Провинциализируя Европу - страница 27

Шрифт
Интервал

стр.

Никуда не деться от идеализма, который сопровождал это насилие. Подзаголовок цитируемой статьи неосознанно воспроизводит как военные, так и филантропические инстинкты, двигавшие этим предприятием. Он звучит так: «Как армия самаритян изгнала черную оспу с планеты».

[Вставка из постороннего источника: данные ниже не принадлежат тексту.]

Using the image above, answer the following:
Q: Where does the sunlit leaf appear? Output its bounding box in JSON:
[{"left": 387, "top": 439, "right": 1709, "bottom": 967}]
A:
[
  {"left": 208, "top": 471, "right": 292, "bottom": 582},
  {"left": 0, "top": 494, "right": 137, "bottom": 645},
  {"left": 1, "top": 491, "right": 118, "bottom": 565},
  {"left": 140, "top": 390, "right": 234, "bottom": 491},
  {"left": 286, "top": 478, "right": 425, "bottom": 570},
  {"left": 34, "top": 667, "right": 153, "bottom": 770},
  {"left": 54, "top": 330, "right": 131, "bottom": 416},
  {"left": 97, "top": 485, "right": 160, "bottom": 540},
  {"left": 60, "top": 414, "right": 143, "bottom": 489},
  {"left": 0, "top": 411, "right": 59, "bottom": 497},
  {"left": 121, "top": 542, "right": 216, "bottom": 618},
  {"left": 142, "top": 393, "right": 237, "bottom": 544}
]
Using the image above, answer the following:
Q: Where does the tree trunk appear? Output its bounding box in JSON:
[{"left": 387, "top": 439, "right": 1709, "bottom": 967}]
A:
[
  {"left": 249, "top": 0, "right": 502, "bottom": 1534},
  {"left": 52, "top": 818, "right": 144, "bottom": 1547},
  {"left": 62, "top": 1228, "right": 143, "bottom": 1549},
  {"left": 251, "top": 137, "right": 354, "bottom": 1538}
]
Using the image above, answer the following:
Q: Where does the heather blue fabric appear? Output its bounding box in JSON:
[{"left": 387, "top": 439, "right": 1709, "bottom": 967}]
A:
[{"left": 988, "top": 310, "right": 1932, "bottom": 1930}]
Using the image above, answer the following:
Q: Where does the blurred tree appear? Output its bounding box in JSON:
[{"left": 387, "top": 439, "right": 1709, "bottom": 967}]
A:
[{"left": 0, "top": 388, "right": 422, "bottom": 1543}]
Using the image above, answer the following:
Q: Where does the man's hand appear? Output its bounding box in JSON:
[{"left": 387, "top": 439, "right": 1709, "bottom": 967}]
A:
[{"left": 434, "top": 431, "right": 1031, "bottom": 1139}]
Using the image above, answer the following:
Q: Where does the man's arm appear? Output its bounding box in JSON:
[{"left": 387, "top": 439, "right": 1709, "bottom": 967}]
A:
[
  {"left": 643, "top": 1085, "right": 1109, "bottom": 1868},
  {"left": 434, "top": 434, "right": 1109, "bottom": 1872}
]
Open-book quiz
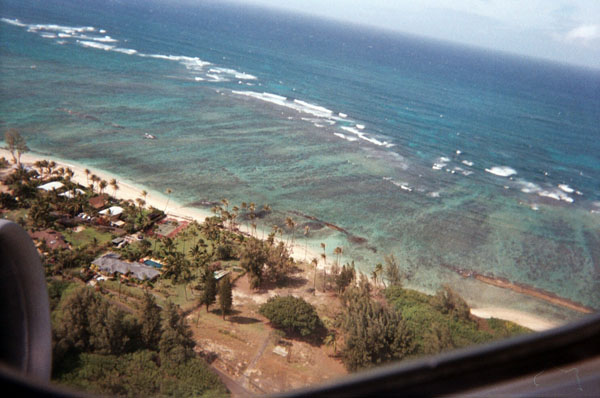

Истории, которые ставят своей целью вытеснить гиперреальную Европу из центра, к которому постоянно тяготеет любое историческое воображение, должны неустанно выискивать связи между насилием и идеализмом, лежащие в основе процесса, посредством которого нарративы гражданства и модерности обрели свое естественное место в рамках «истории». Я хочу зафиксировать свое фундаментальное несогласие с позицией, занятой Ричардом Рорти в споре с Юргеном Хабермасом. Рорти критикует Хабермаса за тезис «история модерной философии – это важная часть попыток демократического общества вернуть себе чувство уверенности в себе»[120]. В своей позиции Рорти следует практике многих исследователей Европы, рассуждающих об истории «демократических обществ» так, как будто их истории самодостаточны и завершены внутри себя, так, словно самоформирование Запада происходило только в пределах начерченных им самим географических границ. Рорти как минимум игнорирует роль, которую сыграл в процессе порождения этой уверенности в себе «колониальный театр» (как внешний, так и внутренний), где темы «свободы» – в понимании модерной политической философии – постоянно призываются на помощь идеям «цивилизации», «прогресса», а позднее и «развития». Я вижу свою задачу в борьбе с идеями, легитимирующими модерное государство и обслуживающие его институции, в том чтобы вернуть политической философии ее категории, глобальную ценность которых более нельзя принимать как данность, – подобно тому, как на индийском базаре возвращают покупателю сомнительные монеты[121].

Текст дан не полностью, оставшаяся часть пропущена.